Gerade habe ich an einer Kundenumfrage in “meinem” Rewe-Markt teilgenommen. Recht schnell wurde mir beim Beantworten der Fragen klar, dass ein weiterer Blog zum Marketing von Rewe fällig ist.

Im Grunde wurde ich gefragt, wie mir mein Rewe gefällt. Bei den Antworten konnte ich zwischen 4 Kategorien wählen. Die Fragen gingen vom Gesamteindruck bis hin zu speziellen Bereichen wie der Käsetheke. Weil die Fragen keine Texte zuließen, geschweige denn Vorschläge vorgesehen waren, möchte ich meine Anmerkungen auf diesem Wege bringen.

Hallo Rewe, ich wünsche mir mehr Individualität der einzelnen Märkte. Eine Antwort wie “das ist nicht im Sortimentskatalog” mag zwar stimmen, bringt den Kunden auf der Suche nach dem Produkt aber nicht weiter. Es ist schön, wenn es regionale Produkte gibt. Viele Kunden würden diese sicher gerne kaufen, nicht nur ich.

Ich wünsche mir weniger Uniformität bei den Produkten. Klar, aus Optimierungsgründen ist die Gruppe der Hersteller in den letzten Jahren geschrumpft. Dieses Schrumpfen bringt etwas mehr Marge und verliert gelegentlich Kunden.

Alles in allem ist unser Rewe ein austauschbarer Lebensmittelladen. Preis, Sauberkeit und Freundlichkeit werden vom Kunden erwartet und sind kein Argument zur Kundenbindung. Kundenbindung entsteht durch anderes, z. B. Individualität.

Hallo Rewe, redet doch mal mit eurer für’s Marketing zuständigen Agentur. Und by the way: Vielleicht sollte die Agentur auch nochmal an ihrer Kundenumfrage arbeiten.

Dieser Beitrag hat einen Kommentar

  1. Basti

    Im Frühjahr habe ich in Süddeutschland und im Sommer in Norddeutschland viele REWE Märkte mit Befragungen unetrstützt.
    Aufgrund meiner Erfahrungen mit unterschiedlichen Auftraggebern dieser Studie nehme ich nur noch das Tageshonorar 120 Euro / Tag an ( 60 lange und 40 kurze Interviews ) und die Erstattung der Fahrtkosten an.

    Ich teile die Meinung meiner Interviewerkollegen und weise auf folgendes hin:

    Dieser Auftrag von REWE erfordert einen hohen Zeitaufwand für Interviewer und eine gute körperliche Konstitution:
    die Auftragannahme erfordert dauerhaftes Stehen das sehr anstrengend sein kann.
    1. “10 Stunden Arbeitszeit” um die Tagesquote zu erreichen, i.d.R. ist der Interviewer 12 Stunden mit diesem Tagesauftrag beschäftigt.
    2. Die Vorgabe im Wechsel früh/ spät den zweiten Tag anzuschliessen ermöglicht keine wirkliche Erholungsphase.
    Einige Interviewer “schaffen” auch 2- 3 Märkte pro Woche: ein fairer und monetärer Anreiz bietet die REWE Befragung eher nicht für die jungen oder unerfahrenen Interviewer – die für die “alten Hasen” einspringen !
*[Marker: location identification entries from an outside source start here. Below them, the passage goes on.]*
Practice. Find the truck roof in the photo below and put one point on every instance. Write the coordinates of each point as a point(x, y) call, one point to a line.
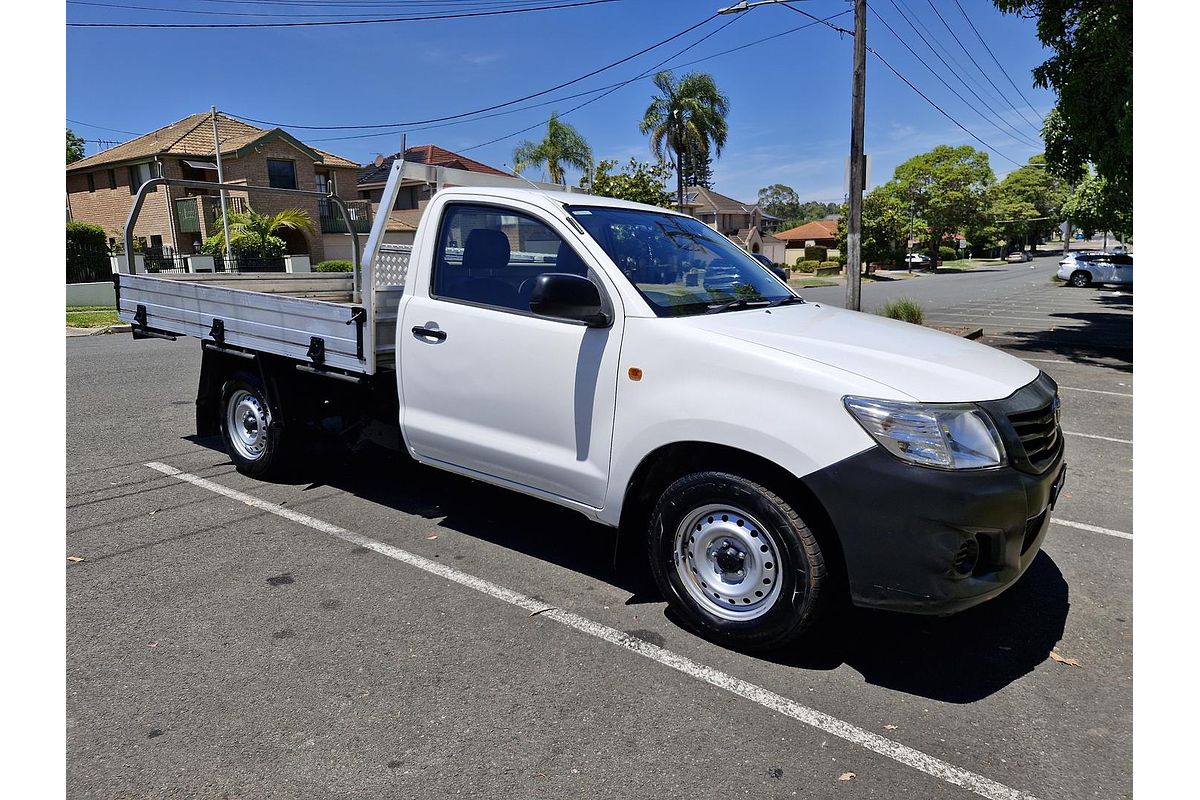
point(551, 199)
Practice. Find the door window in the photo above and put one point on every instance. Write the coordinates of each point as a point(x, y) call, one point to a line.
point(492, 257)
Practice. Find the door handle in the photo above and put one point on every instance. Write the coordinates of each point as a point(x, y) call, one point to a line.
point(429, 332)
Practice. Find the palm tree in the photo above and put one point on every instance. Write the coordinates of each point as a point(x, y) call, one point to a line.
point(685, 118)
point(563, 146)
point(253, 230)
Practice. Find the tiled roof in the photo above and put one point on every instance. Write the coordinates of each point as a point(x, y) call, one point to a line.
point(192, 136)
point(425, 154)
point(708, 202)
point(815, 229)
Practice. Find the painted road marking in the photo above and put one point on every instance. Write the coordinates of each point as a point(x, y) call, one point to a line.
point(766, 698)
point(1092, 435)
point(1095, 391)
point(1095, 529)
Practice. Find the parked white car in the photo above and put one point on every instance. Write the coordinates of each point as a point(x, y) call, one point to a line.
point(1085, 269)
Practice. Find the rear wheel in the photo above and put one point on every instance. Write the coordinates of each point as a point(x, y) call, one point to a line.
point(250, 427)
point(736, 560)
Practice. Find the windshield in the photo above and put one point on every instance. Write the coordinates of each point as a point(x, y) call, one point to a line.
point(681, 265)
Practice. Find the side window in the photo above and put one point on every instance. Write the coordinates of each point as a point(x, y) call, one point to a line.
point(492, 257)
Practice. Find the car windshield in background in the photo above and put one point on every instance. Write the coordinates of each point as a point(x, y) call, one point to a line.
point(681, 265)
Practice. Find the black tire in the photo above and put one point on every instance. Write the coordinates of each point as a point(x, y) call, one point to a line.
point(265, 457)
point(799, 576)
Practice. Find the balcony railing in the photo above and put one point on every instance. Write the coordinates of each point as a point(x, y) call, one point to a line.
point(331, 220)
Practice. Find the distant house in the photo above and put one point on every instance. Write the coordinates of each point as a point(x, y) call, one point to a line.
point(101, 187)
point(819, 233)
point(413, 196)
point(745, 223)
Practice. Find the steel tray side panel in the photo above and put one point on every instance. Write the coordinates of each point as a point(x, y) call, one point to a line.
point(387, 310)
point(268, 323)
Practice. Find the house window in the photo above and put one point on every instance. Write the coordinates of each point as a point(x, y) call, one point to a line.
point(281, 174)
point(138, 175)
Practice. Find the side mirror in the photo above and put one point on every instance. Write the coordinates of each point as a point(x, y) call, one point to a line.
point(568, 296)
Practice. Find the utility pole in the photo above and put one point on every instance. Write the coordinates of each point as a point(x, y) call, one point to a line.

    3. Die Anweisung für Interviewer ” keine Stehtische “,und “Befragungen werden ausschliesslich im Stehen durchgeführt” ist für einige Interviewer nicht mehr akzeptabel.
    Besonders (kunden-) unfreundlich und beschwerlich erscheint die “Lang – Befragung für die vielen interessierten Kunden im Seniorenalter. Auf dem Rollator sitzende Interviewes kann man zwar gut befragen aber eine Selektion der gesundheitlich beeinträchtigten Personen zu treffen ist nicht zu realisieren.Eine Seniorin nach einem Interviewabbruch ” mir geht es heute nicht gut” vor der Bäckerei kollabiert!
    Auch in einem kleinen REWE Markt lässt sich gewiss eine Lösung finden, in 99 % der REWE Märkte ist ausreichend Platz für einen Stehtisch.